Monsieur le Ministre,
Il y a peu, je lisais dans la presse un article qui commençait ainsi : « non l’esprit d’entreprise n’est pas mort dans notre pays et ce n’est pas la crise redoutable qui sévit qui aura raison de lui ! »
Même si les patrons belges nous placent dans le peloton de queue en matière d’entrepreneuriat, il semble qu’une majorité d’étudiant déclarent au contraire qu’ils sont prêts à créer leur propre entreprise. Ce serait même le cas pour 60% des élèves du secondaire et 70% des élèves du supérieur.
Par contre, devenus des travailleurs pendant au moins un an, le pourcentage de ces candidats entrepreneurs tombe à 33% qui se disent encore prêts à tenter l’aventure.
Ces chiffres proviennent d’une enquête réalisées par la FEB auprès de 600 jeunes. Ils vont même plus loin dans l’analyse de la motivation de ces jeunes à entreprendre puisqu’il semblerait que 97% de ces jeunes sondés seraient demandeurs d’une formation spécifique sur la création d’entreprise pendant leurs études.

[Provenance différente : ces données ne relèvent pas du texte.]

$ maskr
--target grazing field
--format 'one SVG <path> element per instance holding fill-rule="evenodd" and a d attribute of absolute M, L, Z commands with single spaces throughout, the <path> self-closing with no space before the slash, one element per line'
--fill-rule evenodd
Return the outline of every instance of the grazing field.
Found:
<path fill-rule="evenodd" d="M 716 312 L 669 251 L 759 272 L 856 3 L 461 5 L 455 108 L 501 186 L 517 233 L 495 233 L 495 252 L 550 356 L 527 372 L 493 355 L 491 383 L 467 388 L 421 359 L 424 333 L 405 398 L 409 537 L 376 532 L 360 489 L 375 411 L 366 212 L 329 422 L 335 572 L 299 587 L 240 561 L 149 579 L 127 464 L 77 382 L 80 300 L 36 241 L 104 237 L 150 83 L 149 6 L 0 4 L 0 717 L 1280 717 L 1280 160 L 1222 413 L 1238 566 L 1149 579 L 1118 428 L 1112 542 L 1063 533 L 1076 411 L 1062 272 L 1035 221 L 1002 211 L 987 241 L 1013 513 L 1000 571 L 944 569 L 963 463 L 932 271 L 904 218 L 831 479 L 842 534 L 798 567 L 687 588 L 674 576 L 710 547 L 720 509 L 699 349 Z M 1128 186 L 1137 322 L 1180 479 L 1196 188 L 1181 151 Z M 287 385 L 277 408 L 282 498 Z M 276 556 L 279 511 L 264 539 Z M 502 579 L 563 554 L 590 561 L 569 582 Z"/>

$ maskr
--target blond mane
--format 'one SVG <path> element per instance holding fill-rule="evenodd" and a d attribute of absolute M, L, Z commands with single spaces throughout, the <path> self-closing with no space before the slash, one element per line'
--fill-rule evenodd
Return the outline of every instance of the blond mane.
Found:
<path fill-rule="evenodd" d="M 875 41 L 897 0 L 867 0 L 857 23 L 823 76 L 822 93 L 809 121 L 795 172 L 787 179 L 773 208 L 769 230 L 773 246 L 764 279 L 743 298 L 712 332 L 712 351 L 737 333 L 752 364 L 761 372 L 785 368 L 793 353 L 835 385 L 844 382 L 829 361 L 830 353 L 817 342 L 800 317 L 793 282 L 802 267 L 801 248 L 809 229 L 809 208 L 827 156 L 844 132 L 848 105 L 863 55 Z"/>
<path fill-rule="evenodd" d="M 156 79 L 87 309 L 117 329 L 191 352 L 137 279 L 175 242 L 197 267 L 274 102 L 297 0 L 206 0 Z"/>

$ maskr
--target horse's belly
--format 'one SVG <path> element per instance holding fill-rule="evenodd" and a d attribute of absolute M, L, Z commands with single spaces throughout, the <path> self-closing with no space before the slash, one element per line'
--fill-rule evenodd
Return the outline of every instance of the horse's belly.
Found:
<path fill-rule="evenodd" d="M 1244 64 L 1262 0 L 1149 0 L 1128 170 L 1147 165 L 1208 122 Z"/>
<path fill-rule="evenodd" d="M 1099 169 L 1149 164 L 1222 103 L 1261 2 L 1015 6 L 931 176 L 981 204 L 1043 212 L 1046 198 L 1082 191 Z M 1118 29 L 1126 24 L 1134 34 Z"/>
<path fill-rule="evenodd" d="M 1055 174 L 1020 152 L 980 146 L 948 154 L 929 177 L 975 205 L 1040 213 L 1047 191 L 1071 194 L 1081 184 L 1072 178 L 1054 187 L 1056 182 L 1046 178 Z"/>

Il semble important d’analyser ce paradoxe et les raisons qui provoquent cet effondrement des intentions d’entreprendre chez les jeunes dès qu’ils sont entrés dans le monde du travail. Les pistes d’explication existent : il semble que les montants minimum à avancer pour créer son entreprise soient trop élevé et que le cadre juridique doit être simplifié. Il semble également, même si la reprise d’une entreprise existante n’ait pas la même côte (13%) que la création d’une nouvelle entreprise (63%), que la problématique de la transmission des entreprises reste un frein pour certains jeunes à franchir le pas.
Mes questions sont les suivantes monsieur le ministre :
- Confirmez-vous cette tendance et le paradoxe qui s’en dégage ?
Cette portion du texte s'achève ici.